The E.W. Scripps Company (SSP) Proxy filing summary
Event summary combining transcript, slides, and related documents.
Proxy filing summary
20 Mar, 2026Executive summary
The annual meeting is scheduled for May 4, 2026, with shareholders voting on director elections, auditor ratification, executive compensation (say-on-pay), and ratification of a shareholder rights plan adopted in response to an unsolicited acquisition proposal.
Proxy materials are primarily delivered via the Internet to expedite access, reduce costs, and conserve resources, with options for printed materials upon request.
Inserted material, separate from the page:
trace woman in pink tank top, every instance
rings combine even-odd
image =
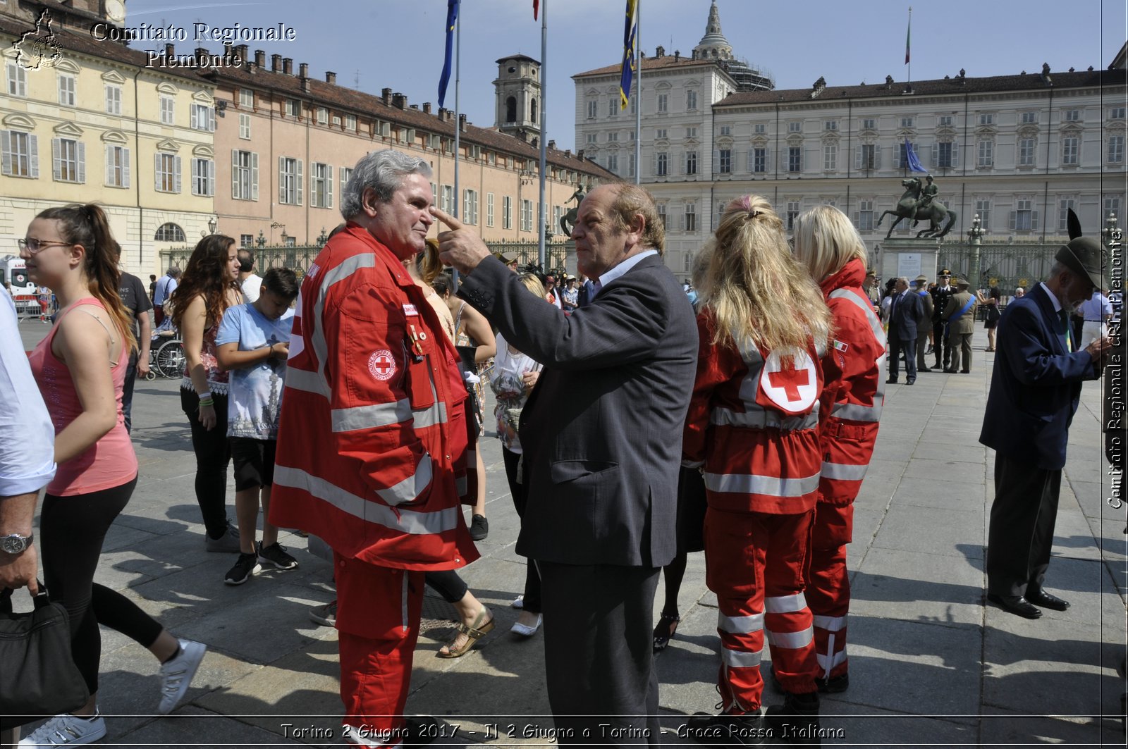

The record date for voting is March 10, 2026, with a quorum requiring a majority of both Class A Common Shares and Common Voting Shares.
Voting matters and shareholder proposals
Four proposals: election of 12 directors, ratification of Deloitte & Touche LLP as auditor, advisory vote on executive compensation, and ratification of the shareholder rights plan.
The board recommends voting FOR all proposals.
Shareholder proposals for the 2027 annual meeting must be received by November 20, 2026, to be included in proxy materials.
Board of directors and corporate governance
The board expanded to 12 members in 2026, emphasizing a mix of experience and fresh perspectives, with an average tenure of 7.7 years and 8 new directors since 2018.
All directors except the CEO are independent under Nasdaq standards; all committee members are independent.
Four standing committees: executive, audit, compensation & talent management, and nominating & governance, each with defined charters and annual self-assessments.
The board conducts annual self-assessments and uses third-party evaluations periodically.
The company qualifies as a "controlled company" under Nasdaq rules due to the Scripps Family Agreement but is not currently relying on related exemptions.